Hello everybody,
Years ago i left in stand-by a project of mine where the main program was supposed to send thousands ARP frames over the socket as fast as it could; but because of a programming issue i couldn't continue it.
2 days ago I decided to solve that issue.

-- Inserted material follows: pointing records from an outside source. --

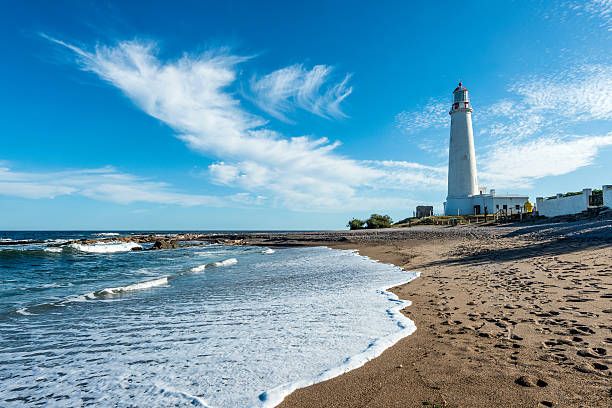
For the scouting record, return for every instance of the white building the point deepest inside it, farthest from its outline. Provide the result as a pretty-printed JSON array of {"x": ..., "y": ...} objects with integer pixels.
[{"x": 464, "y": 196}]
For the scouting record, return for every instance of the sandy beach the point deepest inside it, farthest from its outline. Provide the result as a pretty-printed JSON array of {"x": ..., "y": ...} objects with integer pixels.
[{"x": 506, "y": 316}]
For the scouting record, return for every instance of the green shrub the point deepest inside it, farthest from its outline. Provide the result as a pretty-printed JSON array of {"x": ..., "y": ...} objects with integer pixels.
[{"x": 378, "y": 221}]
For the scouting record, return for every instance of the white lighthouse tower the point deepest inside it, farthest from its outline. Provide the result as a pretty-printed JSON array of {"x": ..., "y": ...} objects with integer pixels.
[{"x": 462, "y": 177}]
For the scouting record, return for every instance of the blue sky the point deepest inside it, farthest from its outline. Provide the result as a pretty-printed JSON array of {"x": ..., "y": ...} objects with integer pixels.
[{"x": 236, "y": 115}]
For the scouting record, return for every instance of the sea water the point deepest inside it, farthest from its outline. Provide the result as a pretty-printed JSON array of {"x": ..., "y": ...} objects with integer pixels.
[{"x": 208, "y": 325}]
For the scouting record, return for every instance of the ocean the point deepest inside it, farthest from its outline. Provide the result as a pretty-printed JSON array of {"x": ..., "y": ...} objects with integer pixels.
[{"x": 202, "y": 325}]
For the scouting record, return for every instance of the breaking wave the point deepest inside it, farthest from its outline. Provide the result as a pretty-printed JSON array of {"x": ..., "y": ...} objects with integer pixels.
[
  {"x": 109, "y": 292},
  {"x": 106, "y": 247},
  {"x": 198, "y": 268}
]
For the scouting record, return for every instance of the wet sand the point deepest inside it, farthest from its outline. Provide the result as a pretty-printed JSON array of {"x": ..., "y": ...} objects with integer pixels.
[{"x": 506, "y": 316}]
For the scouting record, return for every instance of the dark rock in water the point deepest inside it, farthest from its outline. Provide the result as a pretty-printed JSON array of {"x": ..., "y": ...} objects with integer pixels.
[
  {"x": 526, "y": 381},
  {"x": 164, "y": 244},
  {"x": 530, "y": 381}
]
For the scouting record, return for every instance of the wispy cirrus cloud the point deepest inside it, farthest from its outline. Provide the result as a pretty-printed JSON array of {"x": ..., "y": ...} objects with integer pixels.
[
  {"x": 600, "y": 9},
  {"x": 195, "y": 95},
  {"x": 104, "y": 184},
  {"x": 510, "y": 165},
  {"x": 286, "y": 89},
  {"x": 434, "y": 115}
]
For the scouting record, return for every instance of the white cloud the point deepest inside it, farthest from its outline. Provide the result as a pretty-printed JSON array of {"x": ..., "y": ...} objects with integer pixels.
[
  {"x": 511, "y": 165},
  {"x": 580, "y": 94},
  {"x": 601, "y": 9},
  {"x": 283, "y": 90},
  {"x": 434, "y": 115},
  {"x": 524, "y": 136},
  {"x": 105, "y": 184},
  {"x": 194, "y": 96}
]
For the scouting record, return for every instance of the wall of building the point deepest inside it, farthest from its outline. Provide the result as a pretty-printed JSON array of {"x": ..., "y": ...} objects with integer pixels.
[
  {"x": 553, "y": 207},
  {"x": 458, "y": 206},
  {"x": 494, "y": 203},
  {"x": 607, "y": 195}
]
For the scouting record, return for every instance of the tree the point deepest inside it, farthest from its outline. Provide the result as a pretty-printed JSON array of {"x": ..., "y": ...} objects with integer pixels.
[
  {"x": 378, "y": 221},
  {"x": 356, "y": 224}
]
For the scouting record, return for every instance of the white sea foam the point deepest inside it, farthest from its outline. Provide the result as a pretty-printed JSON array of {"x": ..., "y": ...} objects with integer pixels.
[
  {"x": 133, "y": 287},
  {"x": 24, "y": 312},
  {"x": 198, "y": 268},
  {"x": 106, "y": 247},
  {"x": 226, "y": 262}
]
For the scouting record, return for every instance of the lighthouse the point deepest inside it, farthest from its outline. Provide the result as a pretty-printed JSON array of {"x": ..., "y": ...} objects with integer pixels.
[
  {"x": 462, "y": 177},
  {"x": 464, "y": 196}
]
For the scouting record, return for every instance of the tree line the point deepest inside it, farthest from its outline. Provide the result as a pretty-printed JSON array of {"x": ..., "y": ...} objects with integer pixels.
[{"x": 375, "y": 221}]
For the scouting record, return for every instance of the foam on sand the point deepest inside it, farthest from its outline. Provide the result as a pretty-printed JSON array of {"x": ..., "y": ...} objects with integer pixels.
[
  {"x": 226, "y": 262},
  {"x": 106, "y": 247},
  {"x": 275, "y": 396}
]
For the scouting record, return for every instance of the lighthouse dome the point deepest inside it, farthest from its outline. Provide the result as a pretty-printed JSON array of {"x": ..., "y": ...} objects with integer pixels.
[{"x": 460, "y": 94}]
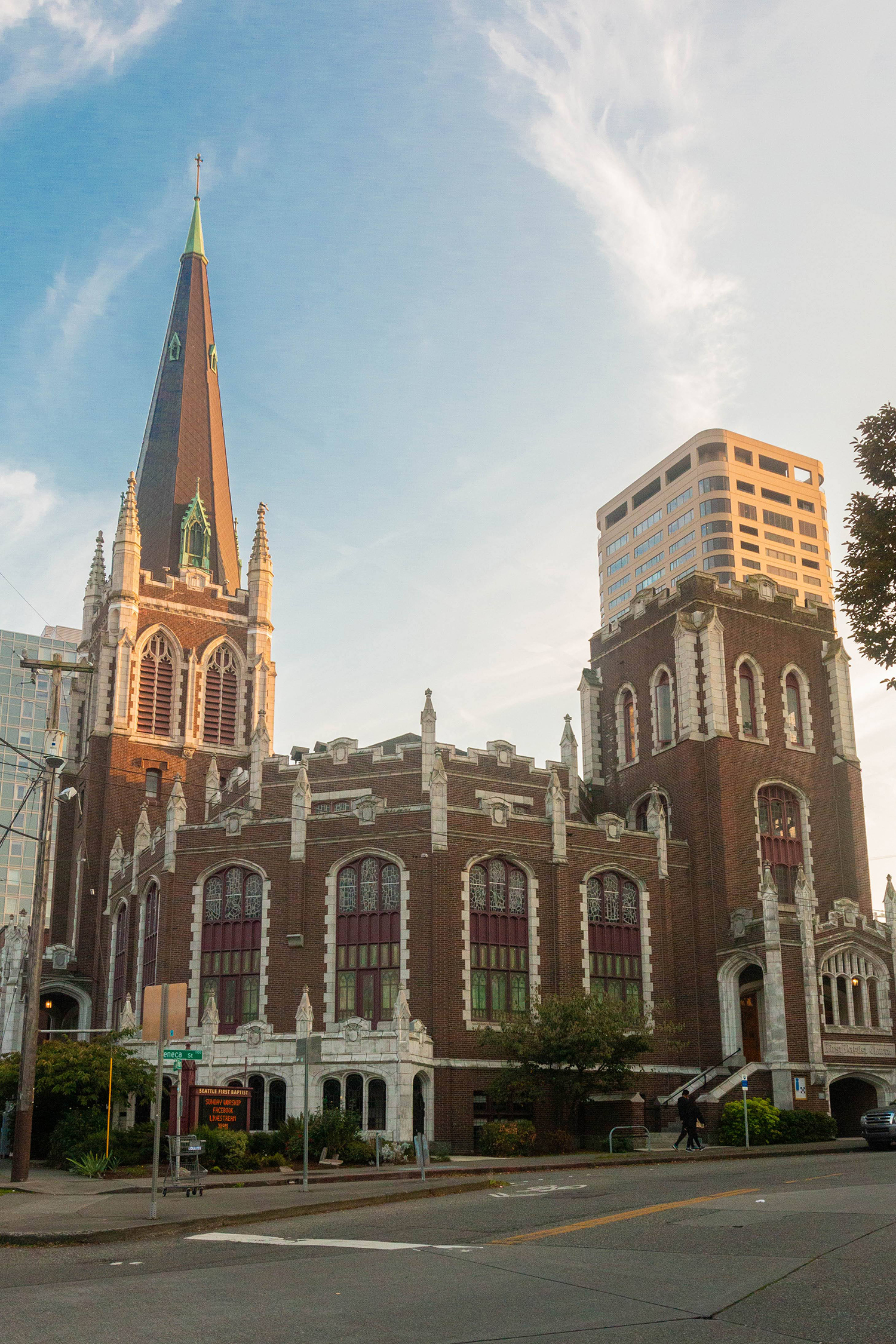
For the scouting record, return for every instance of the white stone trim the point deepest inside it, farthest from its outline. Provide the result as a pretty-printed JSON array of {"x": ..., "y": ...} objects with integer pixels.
[
  {"x": 803, "y": 824},
  {"x": 197, "y": 936},
  {"x": 759, "y": 699},
  {"x": 805, "y": 707},
  {"x": 535, "y": 963},
  {"x": 130, "y": 713},
  {"x": 729, "y": 977},
  {"x": 621, "y": 728},
  {"x": 331, "y": 1002},
  {"x": 646, "y": 955},
  {"x": 655, "y": 714}
]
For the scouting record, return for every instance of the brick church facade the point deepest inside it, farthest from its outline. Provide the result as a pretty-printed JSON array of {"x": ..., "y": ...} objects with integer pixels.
[{"x": 704, "y": 851}]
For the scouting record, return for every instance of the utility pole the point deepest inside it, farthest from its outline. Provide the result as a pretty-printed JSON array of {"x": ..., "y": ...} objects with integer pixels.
[{"x": 31, "y": 1023}]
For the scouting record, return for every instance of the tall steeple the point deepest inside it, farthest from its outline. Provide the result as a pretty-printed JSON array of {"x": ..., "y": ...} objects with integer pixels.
[{"x": 183, "y": 460}]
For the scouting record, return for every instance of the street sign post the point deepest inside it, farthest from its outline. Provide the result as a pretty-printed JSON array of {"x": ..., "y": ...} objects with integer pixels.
[{"x": 743, "y": 1092}]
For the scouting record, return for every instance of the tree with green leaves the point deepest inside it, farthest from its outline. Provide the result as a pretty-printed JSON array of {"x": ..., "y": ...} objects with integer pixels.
[
  {"x": 73, "y": 1076},
  {"x": 867, "y": 589},
  {"x": 566, "y": 1049}
]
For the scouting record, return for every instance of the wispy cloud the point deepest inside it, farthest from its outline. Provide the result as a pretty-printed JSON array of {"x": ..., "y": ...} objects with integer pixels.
[
  {"x": 51, "y": 45},
  {"x": 610, "y": 108}
]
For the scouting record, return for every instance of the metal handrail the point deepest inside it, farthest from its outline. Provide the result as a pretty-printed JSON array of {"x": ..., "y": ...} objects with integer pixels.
[
  {"x": 703, "y": 1077},
  {"x": 629, "y": 1127}
]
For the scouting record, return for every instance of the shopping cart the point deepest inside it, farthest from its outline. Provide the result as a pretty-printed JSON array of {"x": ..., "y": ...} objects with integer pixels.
[{"x": 185, "y": 1171}]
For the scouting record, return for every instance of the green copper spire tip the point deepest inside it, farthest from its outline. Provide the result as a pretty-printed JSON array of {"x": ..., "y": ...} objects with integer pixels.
[{"x": 195, "y": 235}]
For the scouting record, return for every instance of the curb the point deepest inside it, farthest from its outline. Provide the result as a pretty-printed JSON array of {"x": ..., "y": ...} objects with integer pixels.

The thing is, when the program sends bunch of data, eventually it gives the error "No buffer space available". I increased the buffer space size and it gave more sending time, but it gave the same error message later. My question is, Is there a way to send bunch of data, fast and avoiding this socket error? I don't know, by freeing it, cleaning it, etc.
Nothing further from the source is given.